Almina folgten acht Brautjungfern und zwei Pagen: ihre Cousine, Miss Wombwell, die beiden jüngeren Schwestern ihres Bräutigams, Lady Margaret und Lady Victoria Herbert, Lady Kathleen Cuffe, Prinzessin Kathleen Singh sowie Prinzessin Sophie Singh, Miss Evelyn Jenkins und Miss Davies. Die Brautjungfern trugen cremefarbenen Seidenmusselin über weißen, mit hellblauen Bändern verzierten Satinröcken. Farblich passende, mit Musselin, Federn und Bändern geschmückte Strohhüte rundeten das zauberhafte Bild ab.
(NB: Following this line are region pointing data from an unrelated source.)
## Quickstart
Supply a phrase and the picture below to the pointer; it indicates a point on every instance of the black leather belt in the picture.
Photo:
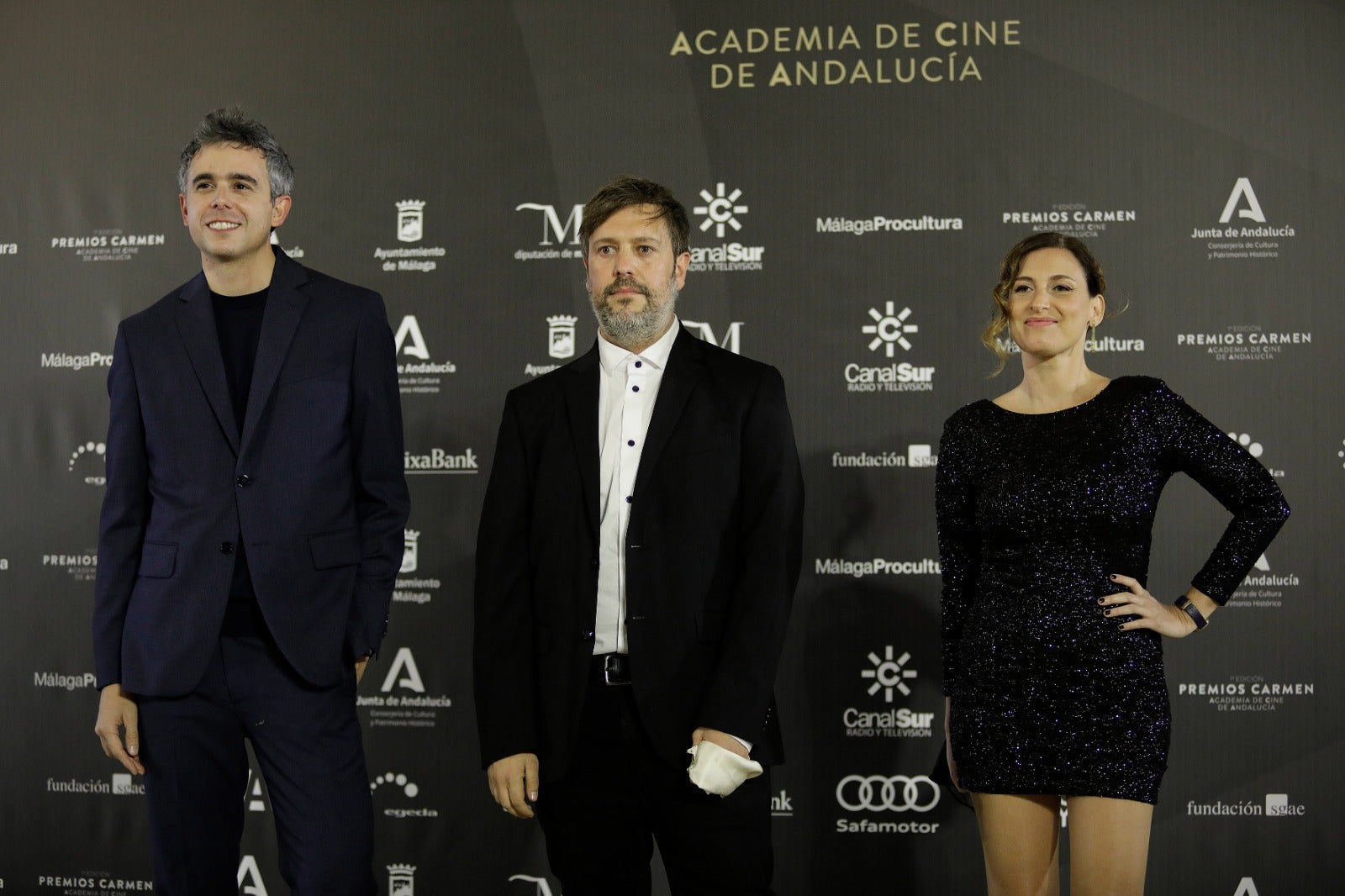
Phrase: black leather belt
(612, 669)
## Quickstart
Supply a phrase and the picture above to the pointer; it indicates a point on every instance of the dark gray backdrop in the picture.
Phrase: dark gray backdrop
(1136, 123)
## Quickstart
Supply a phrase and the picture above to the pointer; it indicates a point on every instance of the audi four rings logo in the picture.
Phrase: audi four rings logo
(887, 793)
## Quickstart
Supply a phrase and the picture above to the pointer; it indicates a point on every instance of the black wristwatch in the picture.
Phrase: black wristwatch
(1194, 611)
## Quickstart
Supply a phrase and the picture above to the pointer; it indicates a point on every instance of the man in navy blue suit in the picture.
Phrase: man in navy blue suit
(251, 535)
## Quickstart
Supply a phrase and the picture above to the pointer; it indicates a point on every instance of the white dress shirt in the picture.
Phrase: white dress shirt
(627, 387)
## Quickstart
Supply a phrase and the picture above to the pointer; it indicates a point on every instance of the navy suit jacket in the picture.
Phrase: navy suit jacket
(311, 483)
(713, 551)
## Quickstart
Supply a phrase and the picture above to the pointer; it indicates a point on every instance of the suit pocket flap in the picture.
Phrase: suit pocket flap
(158, 560)
(334, 549)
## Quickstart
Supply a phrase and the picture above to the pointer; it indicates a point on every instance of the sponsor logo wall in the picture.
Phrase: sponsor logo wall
(852, 178)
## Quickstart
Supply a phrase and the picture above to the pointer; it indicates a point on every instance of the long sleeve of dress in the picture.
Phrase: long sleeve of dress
(958, 542)
(1237, 479)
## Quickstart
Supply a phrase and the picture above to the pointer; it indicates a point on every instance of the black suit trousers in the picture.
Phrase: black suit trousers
(619, 798)
(307, 741)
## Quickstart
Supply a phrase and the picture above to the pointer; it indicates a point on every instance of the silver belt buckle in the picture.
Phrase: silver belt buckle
(611, 667)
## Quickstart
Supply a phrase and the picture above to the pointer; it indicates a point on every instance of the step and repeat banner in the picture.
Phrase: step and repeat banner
(854, 172)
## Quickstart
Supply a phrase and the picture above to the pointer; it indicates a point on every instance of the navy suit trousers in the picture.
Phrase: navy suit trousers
(309, 746)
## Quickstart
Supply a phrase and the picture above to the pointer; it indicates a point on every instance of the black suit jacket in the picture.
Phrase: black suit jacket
(311, 482)
(713, 551)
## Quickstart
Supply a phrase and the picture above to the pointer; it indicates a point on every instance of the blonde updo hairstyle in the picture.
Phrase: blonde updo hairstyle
(1012, 266)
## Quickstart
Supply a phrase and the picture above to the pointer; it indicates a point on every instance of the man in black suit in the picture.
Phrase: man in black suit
(251, 535)
(636, 564)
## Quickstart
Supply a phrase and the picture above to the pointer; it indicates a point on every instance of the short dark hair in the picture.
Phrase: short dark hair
(1012, 266)
(235, 128)
(625, 192)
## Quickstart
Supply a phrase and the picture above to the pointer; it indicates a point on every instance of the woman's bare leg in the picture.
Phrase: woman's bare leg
(1020, 835)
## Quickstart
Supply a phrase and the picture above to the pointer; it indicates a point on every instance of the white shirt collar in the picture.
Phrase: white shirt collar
(612, 356)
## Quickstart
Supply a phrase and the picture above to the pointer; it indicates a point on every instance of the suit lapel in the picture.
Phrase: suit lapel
(195, 322)
(582, 394)
(685, 367)
(284, 309)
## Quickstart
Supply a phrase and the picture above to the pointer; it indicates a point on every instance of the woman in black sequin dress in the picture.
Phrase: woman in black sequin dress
(1052, 643)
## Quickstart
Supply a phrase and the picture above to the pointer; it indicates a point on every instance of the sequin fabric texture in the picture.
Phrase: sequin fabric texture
(1035, 513)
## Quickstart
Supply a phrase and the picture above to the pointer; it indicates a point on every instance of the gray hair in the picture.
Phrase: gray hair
(235, 128)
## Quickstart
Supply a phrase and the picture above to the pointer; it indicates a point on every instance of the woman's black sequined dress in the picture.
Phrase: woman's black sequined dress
(1035, 513)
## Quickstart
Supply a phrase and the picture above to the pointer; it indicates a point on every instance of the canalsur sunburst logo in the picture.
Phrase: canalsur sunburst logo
(889, 329)
(720, 208)
(888, 674)
(720, 215)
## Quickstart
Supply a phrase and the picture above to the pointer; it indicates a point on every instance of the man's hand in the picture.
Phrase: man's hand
(720, 739)
(118, 710)
(514, 783)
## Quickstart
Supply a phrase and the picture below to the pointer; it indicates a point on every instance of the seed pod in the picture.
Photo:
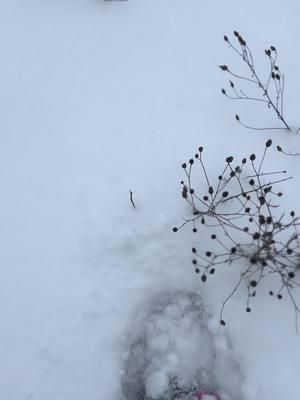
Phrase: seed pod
(224, 67)
(269, 143)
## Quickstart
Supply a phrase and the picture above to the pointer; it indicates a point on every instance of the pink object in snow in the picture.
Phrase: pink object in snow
(206, 396)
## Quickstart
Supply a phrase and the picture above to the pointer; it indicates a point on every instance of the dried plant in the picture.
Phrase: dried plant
(271, 88)
(241, 215)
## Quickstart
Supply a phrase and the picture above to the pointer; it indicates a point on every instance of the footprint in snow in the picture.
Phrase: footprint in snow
(175, 351)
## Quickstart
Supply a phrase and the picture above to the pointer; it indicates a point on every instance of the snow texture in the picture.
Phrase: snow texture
(169, 344)
(99, 300)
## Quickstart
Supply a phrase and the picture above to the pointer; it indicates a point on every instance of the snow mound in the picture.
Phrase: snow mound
(175, 349)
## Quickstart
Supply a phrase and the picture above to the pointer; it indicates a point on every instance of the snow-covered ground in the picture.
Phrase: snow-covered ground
(98, 98)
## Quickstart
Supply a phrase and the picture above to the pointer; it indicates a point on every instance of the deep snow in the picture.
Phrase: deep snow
(98, 98)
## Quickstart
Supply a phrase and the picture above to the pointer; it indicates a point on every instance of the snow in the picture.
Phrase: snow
(98, 98)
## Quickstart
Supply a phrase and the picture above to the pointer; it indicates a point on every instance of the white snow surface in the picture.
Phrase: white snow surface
(98, 98)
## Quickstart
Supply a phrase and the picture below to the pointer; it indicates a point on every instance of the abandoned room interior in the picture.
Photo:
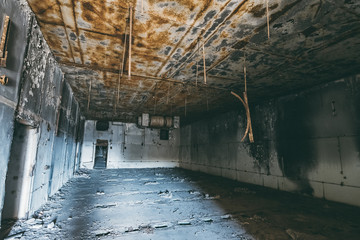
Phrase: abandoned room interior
(186, 119)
Die Pagen, der Ehrenwerte Mervyn Herbert und Lord Arthur Hay, erschienen in weiß-silberner höfischer Tracht aus der Zeit Ludwigs XV.
Almina kannte ihren Bräutigam seit fast eineinhalb Jahren. Sie waren noch nie miteinander allein gewesen, hatten sich aber bei einem halben Dutzend geselliger Anlässe getroffen – für Almina sicherlich nicht genug Gelegenheit, um wahrzunehmen, dass der Gehrock, den ihr Bräutigam bei der Hochzeit zu tragen überredet worden war, sich deutlich von dessen sonst eher legerem Kleidungsstil unterschied.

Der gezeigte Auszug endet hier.